The statistical tools such as mean variance used in usual manner do not remain meaningful and suitable. The statistical methods to be used in these instances are entirely different.

Directional data is also observed in circular movements of automobiles parts, oceanography, travel of ships etc.

The details are beyond the scope of book. The introduction of such non-trivial data and corresponding situation is the only purpose.

Collection and Organization of Data

Collection of data is a very important work and needs to be done carefully. One has to decide the objectives clearly before collecting the data. In order to determine dependable and reliable results, proper data should be collected in a proper way. The data according to the method of collection are of two types viz., (a) Primary data, (b) Secondary data.

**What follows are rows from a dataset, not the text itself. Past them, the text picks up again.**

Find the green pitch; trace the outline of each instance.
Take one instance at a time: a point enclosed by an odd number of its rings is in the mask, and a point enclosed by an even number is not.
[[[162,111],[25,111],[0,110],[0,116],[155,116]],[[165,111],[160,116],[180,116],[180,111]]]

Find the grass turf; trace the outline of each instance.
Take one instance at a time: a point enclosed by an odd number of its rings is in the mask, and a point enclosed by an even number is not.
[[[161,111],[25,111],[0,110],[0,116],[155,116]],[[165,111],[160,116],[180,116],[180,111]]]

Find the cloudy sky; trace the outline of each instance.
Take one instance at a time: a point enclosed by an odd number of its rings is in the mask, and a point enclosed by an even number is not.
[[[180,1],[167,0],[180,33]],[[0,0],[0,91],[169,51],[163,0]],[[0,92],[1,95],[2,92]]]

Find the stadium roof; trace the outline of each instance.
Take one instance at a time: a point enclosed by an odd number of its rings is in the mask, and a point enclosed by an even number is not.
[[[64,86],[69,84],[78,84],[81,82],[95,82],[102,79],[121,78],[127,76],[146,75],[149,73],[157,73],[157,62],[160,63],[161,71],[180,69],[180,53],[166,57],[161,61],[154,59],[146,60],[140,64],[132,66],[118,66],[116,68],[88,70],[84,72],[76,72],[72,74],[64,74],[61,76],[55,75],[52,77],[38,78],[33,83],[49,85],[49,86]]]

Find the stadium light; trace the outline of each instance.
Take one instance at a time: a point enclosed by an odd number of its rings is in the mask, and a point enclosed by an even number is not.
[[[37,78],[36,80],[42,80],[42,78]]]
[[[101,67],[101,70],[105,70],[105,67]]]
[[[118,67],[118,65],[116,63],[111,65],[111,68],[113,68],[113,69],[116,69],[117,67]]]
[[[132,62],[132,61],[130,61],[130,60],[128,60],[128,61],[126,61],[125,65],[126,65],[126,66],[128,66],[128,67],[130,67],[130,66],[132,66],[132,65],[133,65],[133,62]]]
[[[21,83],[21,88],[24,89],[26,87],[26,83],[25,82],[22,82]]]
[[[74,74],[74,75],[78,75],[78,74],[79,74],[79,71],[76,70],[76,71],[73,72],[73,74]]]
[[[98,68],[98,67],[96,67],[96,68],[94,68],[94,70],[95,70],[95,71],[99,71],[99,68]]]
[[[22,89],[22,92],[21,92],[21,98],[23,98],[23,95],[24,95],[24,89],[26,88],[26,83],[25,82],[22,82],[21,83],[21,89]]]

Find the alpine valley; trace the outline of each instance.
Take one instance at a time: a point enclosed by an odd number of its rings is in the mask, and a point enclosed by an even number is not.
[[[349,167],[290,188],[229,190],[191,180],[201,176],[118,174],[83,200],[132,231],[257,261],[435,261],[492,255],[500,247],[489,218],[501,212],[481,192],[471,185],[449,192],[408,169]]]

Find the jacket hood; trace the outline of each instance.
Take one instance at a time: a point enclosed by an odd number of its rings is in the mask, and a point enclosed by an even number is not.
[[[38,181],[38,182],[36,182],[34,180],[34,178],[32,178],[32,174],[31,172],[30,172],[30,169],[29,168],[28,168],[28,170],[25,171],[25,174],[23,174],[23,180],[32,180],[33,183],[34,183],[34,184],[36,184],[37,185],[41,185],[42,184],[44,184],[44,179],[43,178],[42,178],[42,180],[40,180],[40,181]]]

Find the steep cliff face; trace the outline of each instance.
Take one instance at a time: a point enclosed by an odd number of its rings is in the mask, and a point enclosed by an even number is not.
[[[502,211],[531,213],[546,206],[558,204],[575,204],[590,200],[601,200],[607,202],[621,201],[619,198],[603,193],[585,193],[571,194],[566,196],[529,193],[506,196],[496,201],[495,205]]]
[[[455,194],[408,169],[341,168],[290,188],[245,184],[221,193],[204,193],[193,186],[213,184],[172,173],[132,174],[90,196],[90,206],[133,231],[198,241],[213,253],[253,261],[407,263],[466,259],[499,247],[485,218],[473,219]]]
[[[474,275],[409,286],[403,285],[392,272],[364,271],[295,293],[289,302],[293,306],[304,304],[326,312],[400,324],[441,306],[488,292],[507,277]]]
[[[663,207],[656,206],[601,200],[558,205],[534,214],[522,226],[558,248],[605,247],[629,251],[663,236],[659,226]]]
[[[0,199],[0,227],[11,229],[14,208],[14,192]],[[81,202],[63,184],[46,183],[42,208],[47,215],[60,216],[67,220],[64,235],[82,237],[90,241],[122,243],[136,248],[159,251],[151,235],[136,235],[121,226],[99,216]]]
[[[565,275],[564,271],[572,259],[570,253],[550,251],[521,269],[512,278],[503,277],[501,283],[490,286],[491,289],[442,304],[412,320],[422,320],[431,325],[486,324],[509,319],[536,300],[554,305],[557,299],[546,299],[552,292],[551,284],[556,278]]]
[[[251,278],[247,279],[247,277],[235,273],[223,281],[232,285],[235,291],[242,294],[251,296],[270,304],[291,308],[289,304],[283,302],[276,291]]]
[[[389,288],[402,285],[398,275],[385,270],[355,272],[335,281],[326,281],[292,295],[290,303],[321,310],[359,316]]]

Apart from the method of collection the type of data according its nature are also in existence. (viz. time series data, cross-sectional data).

(a) Primary Data:

Primary data means original data (i.e. facts and figures) obtained by an investigator himself. Primary data may be a result of a survey or enquiry conducted. This may be regarded as first-hand information. Population census results, is a classical example of primary data. Primary data are also called as raw data. No doubt, primary data are more reliable than any other type, but are expensive and time consuming.

Primary data are collected by the following methods:

  • Direct personal investigation or interview.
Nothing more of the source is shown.